Militar é encontrada carbonizada em quartel do Exército no DF; soldado confessa feminicídio

 Cabo Maria de Lourdes Freire Matos foi morta dentro do 1º Regimento de Cavalaria de Guardas; soldado Kelvin Barros da Silva admitiu ter cometido o crime e pode pegar até 44 anos de prisão.

Da Redação CTN - 06/12/2025 | 13:21

Reprodução/G1

O corpo da militar Maria de Lourdes Freire Matos, cabo e saxofonista da banda do 1º Regimento de Cavalaria de Guardas, foi encontrado carbonizado na tarde de sexta-feira (5) após um incêndio dentro de um quartel do Exército no Distrito Federal. O caso chocou a corporação e mobilizou equipes do Corpo de Bombeiros, que localizaram o corpo após controlarem as chamas no setor onde funciona a banda do regimento.

De acordo com a investigação inicial, Maria de Lourdes mantinha um relacionamento com o soldado Kelvin Barros da Silva, também lotado no 1º Regimento. Em depoimento, ele confessou o crime.
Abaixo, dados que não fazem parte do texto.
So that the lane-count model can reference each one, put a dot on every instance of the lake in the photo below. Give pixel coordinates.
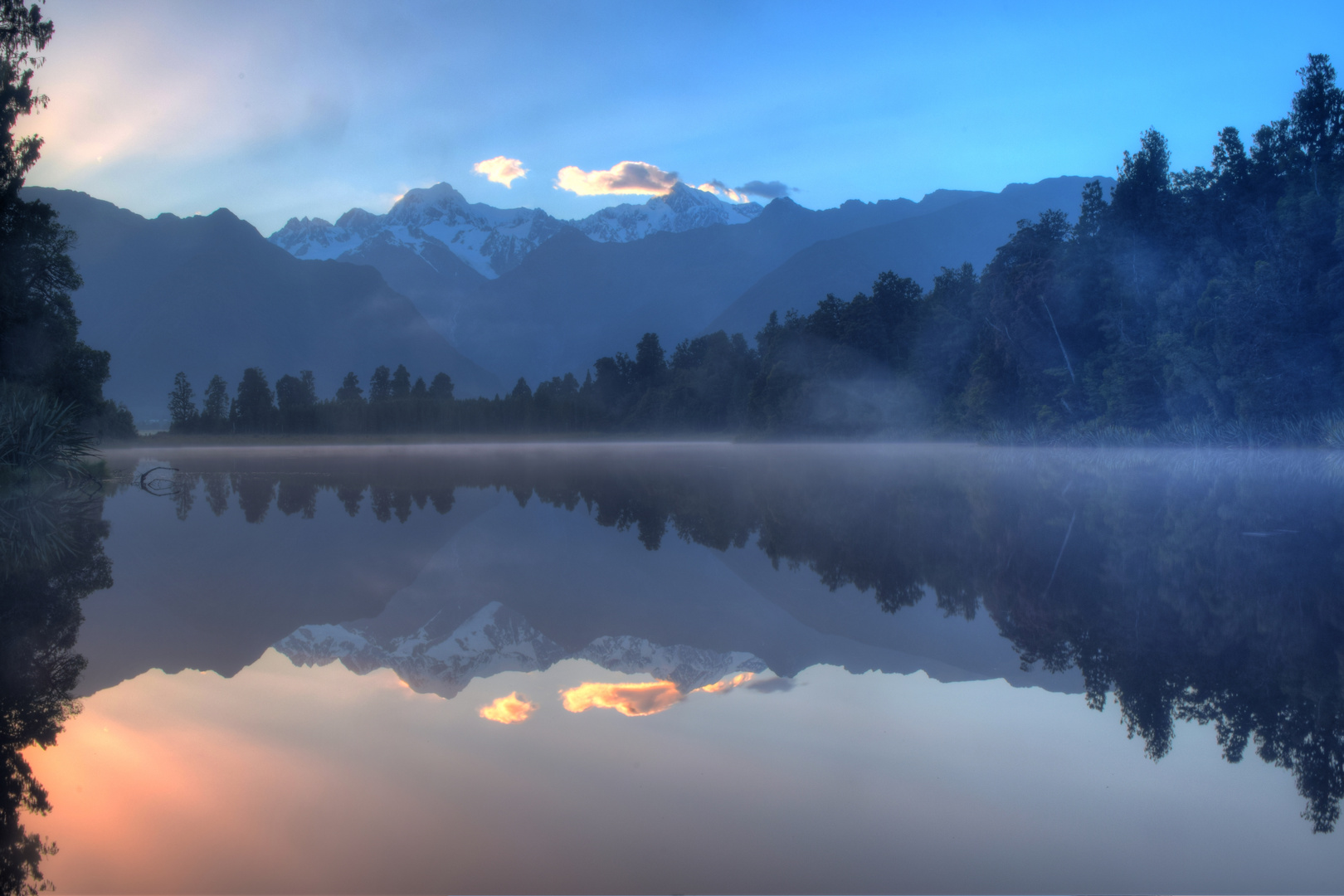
(691, 668)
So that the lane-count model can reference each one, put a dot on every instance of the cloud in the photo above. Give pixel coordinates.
(639, 698)
(633, 699)
(728, 684)
(719, 188)
(509, 709)
(626, 178)
(767, 190)
(502, 169)
(771, 685)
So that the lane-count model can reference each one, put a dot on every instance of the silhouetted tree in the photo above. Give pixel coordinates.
(379, 384)
(214, 416)
(256, 403)
(182, 410)
(39, 332)
(441, 387)
(350, 390)
(401, 383)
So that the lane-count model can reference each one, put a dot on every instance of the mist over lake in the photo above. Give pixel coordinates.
(602, 448)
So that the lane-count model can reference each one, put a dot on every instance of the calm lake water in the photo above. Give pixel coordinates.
(706, 668)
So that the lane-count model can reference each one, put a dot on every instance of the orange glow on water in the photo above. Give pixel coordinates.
(509, 709)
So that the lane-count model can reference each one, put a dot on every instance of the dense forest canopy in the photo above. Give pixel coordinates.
(41, 353)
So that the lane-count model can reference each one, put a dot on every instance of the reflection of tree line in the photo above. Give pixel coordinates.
(50, 558)
(1209, 594)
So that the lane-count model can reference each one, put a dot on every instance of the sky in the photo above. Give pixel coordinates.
(308, 109)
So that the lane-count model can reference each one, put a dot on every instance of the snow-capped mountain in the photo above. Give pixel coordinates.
(496, 640)
(684, 208)
(488, 240)
(492, 241)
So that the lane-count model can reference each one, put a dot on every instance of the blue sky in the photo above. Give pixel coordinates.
(280, 109)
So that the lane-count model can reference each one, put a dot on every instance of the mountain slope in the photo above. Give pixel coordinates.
(212, 296)
(574, 299)
(964, 231)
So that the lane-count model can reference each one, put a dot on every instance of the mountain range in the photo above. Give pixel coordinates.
(492, 241)
(208, 295)
(494, 640)
(489, 295)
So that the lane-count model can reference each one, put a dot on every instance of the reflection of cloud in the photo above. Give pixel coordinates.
(767, 190)
(639, 698)
(771, 685)
(502, 169)
(633, 699)
(719, 188)
(637, 178)
(509, 709)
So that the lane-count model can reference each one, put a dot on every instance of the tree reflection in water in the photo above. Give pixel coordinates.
(50, 558)
(1185, 586)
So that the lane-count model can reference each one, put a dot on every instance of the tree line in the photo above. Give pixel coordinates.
(1210, 296)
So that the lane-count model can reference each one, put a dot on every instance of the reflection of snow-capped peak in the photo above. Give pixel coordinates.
(489, 240)
(687, 668)
(496, 640)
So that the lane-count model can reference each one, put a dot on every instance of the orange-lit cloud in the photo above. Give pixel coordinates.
(633, 699)
(626, 178)
(502, 169)
(639, 698)
(509, 709)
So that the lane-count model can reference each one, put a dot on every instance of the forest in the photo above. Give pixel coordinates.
(1185, 303)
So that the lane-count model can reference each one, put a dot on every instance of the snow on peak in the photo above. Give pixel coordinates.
(494, 640)
(489, 240)
(683, 208)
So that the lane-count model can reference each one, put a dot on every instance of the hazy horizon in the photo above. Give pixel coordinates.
(164, 108)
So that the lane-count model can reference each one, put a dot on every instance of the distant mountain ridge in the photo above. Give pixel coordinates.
(496, 640)
(492, 241)
(208, 295)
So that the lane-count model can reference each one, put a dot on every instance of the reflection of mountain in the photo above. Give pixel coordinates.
(1181, 586)
(208, 295)
(496, 640)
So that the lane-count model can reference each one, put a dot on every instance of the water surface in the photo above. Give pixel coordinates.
(691, 668)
Silva afirmou que os dois discutiram no local e que a cabo teria sacado a arma de fogo durante o desentendimento. Segundo o relato, ele reagiu golpeando-a com uma faca no pescoço e, em seguida, incendiou o ambiente para tentar ocultar o crime.

O soldado foi preso logo após a confissão e encaminhado ao Batalhão de Polícia do Exército de Brasília. A instituição confirmou que ele deverá ser excluído das fileiras da Força. Kelvin Barros da Silva responderá pelos crimes de feminicídio, furto de arma, incêndio e fraude processual — juntos, os delitos podem resultar em uma pena máxima de até 44 anos de prisão.

O Corpo de Bombeiros Militar do Distrito Federal informou que, ao chegar ao local, encontrou “grande quantidade de material combustível”, o que teria favorecido a propagação inicial do fogo. As equipes conseguiram controlar as chamas rapidamente. Até o momento, não foi informado se houve outras vítimas ou feridos além da cabo Maria de Lourdes.

O caso segue sendo investigado pela Polícia do Exército e por autoridades competentes.